Ieri sera mia sorella mi ha telefonato, di ritorno dalla Germania, per salutarmi e dirmi che tutto è andato bene. Caterina mi fa puntualmente il resoconto dei suoi itinerari corredato di belle fotografie e io sono contenta perché in questo modo mi rende partecipe di mete che finora non ho potuto raggiungere, ma non le ho detto niente al telefono di questo mio progetto: non è cosa da parlarne a distanza. A fine mese, mancano meno di due settimane, sarà qui insieme agli altri fratelli. In quell'occasione, un pomeriggio, inviterò Caterina a sedersi davanti casa con me, sulle due poltroncine bianche vicino al tavolino e le racconterò quello che ho in mente, pensiero che, più passano i giorni, più diventa una necessità pressante.
È arrivato il momento di innaffiare, non posso più procrastinare, altrimenti i miei poveri fiori rischiano di appassire. Perciò, con questi pensieri in mente e con la pace nel cuore per la decisione presa, vado avanti e indietro dal rubinetto della cucina al giardino più volte, per bagnare le piantine con una brocca di metallo che ha il beccuccio, in modo che l’acqua vada delicatamente alle radici senza rovinare le corolle.
Capitolo 2
Vincenzina Angellara – aprile 1941
Oggi è il primo giorno delle vacanze pasquali. È venuto a prenderci a Vico Equense lo zio Beniamino in carrozza. Nel collegio delle suore dove io e mia sorella Giuseppina siamo da due anni, dopo la morte del babbo, non stiamo male, anzi il collegio è bello e confortevole anche se dobbiamo dormire in camerata con altre diciotto ragazze. Da quest’anno poi vicino ai nostri letti c’è quello di nostra cugina Gabriella che ha 17anni, un anno meno di Giuseppina. Gabriella è simpaticissima e ci fa divertire. Lei prende tutte le cose con più leggerezza e spesso si fa sgridare dalle suore. Ma mentre noi, io soprattutto, ci sentiremmo morire al suo posto, lei non batte ciglio, anzi, quando la suora gira le spalle, le tira fuori la lingua.
Oggi l’hanno redarguita perché si era tolto il grembiulone nero, divisa del collegio, e aveva costretto una compagna a tenerlo teso dietro la porta a vetri. Ahimè non c’è neanche uno specchio in tutto il collegio. Per castigare la vanità, ci ha detto il primo giorno la madre superiora dopo averci riunite, un centinaio di ragazze in tutto, nel grande salone delle conferenze episcopali. Noi tutte abbiamo chinato il capo e ci siamo ripromesse modestia e castità, ma nostra cugina, bella, con gli occhi brillanti e le fossette sulle guance e con un corpo flessuoso da attrice del cinema, di modestia non ne vuol sentir parlare.

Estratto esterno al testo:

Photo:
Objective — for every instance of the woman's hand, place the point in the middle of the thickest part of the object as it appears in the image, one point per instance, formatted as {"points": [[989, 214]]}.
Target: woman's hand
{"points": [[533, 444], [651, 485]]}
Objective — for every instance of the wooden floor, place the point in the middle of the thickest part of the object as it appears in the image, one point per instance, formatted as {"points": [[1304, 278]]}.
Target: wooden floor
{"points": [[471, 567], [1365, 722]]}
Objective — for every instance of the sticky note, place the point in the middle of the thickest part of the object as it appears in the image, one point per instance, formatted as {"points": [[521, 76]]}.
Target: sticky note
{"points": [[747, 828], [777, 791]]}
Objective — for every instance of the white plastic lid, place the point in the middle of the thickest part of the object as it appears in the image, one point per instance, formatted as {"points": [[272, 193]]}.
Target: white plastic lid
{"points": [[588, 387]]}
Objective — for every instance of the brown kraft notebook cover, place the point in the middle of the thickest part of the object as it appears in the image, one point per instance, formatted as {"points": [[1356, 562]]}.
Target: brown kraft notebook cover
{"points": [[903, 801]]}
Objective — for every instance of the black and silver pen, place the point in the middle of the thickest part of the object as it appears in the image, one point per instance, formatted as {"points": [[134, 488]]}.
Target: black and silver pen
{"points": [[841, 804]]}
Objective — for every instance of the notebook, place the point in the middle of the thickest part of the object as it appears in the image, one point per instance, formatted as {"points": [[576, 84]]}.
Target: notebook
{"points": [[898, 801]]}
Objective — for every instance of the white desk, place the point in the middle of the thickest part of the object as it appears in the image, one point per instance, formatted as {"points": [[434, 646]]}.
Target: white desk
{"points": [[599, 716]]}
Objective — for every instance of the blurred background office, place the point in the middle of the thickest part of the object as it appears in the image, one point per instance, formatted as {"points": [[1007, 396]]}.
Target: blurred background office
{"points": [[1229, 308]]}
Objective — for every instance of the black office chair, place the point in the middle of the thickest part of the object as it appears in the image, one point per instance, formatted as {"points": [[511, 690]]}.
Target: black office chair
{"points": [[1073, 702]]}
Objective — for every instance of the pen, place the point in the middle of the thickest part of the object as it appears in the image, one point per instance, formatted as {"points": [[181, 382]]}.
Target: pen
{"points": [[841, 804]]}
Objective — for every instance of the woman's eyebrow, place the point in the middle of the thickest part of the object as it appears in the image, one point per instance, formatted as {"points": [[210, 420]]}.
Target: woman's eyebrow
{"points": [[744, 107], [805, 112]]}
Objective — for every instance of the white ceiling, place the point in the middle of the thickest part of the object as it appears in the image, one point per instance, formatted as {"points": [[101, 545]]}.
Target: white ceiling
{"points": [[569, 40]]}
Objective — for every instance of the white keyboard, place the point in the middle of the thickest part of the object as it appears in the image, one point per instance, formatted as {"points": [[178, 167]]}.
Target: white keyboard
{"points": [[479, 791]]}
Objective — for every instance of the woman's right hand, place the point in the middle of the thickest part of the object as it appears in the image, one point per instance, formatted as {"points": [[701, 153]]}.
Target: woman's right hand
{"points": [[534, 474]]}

Gabriella era lì che si specchiava, quel poco che poteva, in quello specchio rudimentale, si aggiustava i riccioli e si dava i pizzicotti sulle guance per farsi i pomelli rossi e si girava di qua e si girava di là per guardarsi meglio, quando è arrivata suor Tarcisia. Gabriella è stata messa in castigo e dovrà leggere e poi ricopiare vita e opere di Santa Maria Goretti, nel quaderno nero dei castighi, invece di fare la ricreazione pomeridiana in cortile. Così imparerà, forse.